Identifying unreported links between ClinicalTrials.gov trial registrations and their published results.
Shifeng LiuFlorence T BourgeoisAdam G DunnPublished in: Research synthesis methods (2022)
A substantial proportion of trial registrations are not linked to corresponding published articles, limiting analyses and new tools. Our aim was to develop a method for finding articles reporting the results of trials that are registered on ClinicalTrials.gov when they do not include metadata links. We used a set of 27,280 trial registration and article pairs to train and evaluate methods for identifying missing links in both directions-from articles to registrations and from registrations to articles. We trained a classifier with six distance metrics as feature representations to rank the correct article or registration, using recall@K to evaluate performance and compare to baseline methods. When identifying links from registrations to published articles, the classifier ranked the correct article first (recall@1) among 378,048 articles in 80.8% of evaluation cases and 34.9% in the baseline method. Recall@10 was 85.1% compared to 60.7% in the baseline. When predicting links from articles to registrations, recall@1 was 83.4% for the classifier and 39.8% in the baseline.
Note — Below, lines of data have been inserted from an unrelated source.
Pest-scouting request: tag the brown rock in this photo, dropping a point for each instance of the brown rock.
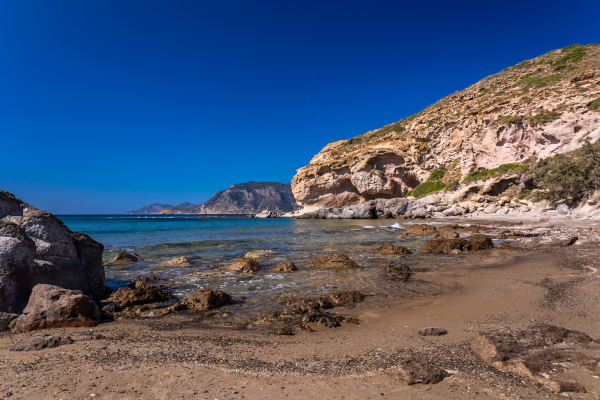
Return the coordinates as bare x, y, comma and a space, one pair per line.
126, 297
401, 271
179, 262
337, 261
534, 352
285, 267
205, 299
341, 298
420, 229
54, 307
35, 343
124, 257
412, 372
244, 265
393, 249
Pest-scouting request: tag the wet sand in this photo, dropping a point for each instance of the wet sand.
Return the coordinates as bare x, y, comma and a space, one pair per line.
177, 356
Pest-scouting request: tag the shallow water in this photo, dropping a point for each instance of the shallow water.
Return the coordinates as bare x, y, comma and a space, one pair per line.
213, 242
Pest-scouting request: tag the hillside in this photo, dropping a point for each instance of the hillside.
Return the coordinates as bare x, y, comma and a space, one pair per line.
244, 198
533, 110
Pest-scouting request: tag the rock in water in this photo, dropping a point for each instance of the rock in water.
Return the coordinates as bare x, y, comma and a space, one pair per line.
54, 307
125, 257
205, 299
285, 267
35, 343
393, 249
36, 248
337, 261
244, 265
432, 331
411, 372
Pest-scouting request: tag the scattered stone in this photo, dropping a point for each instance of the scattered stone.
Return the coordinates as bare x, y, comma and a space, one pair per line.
393, 249
125, 257
337, 261
257, 254
40, 342
411, 372
127, 297
535, 351
179, 262
401, 271
420, 228
285, 267
244, 265
205, 299
54, 307
432, 331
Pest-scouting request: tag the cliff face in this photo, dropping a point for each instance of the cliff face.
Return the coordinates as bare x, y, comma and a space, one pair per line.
537, 108
244, 198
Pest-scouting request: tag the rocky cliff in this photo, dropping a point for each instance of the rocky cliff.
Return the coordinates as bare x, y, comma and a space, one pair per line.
537, 108
244, 198
36, 248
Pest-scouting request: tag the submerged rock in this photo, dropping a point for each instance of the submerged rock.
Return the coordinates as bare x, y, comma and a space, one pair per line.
244, 265
401, 271
285, 267
393, 249
535, 352
337, 261
179, 262
54, 307
205, 299
411, 372
125, 257
126, 297
36, 343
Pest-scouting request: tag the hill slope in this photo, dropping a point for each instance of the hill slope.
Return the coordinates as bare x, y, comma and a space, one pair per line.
537, 108
244, 198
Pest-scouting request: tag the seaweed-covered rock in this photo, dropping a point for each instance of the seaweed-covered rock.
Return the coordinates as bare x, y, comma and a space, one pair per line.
335, 261
205, 299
Recall@10 was 89.5% compared to 65.8% in the baseline. The proposed method improves on our baseline document similarity method to be feasible for identifying missing links in practice. Given a ClinicalTrials.gov registration, a user checking 10 ranked articles can expect to identify the matching article in at least 85% of cases, if the trial has been published. The proposed method can be used to improve the coupling of ClinicalTrials.gov and PubMed, with applications related to automating systematic review and evidence synthesis processes.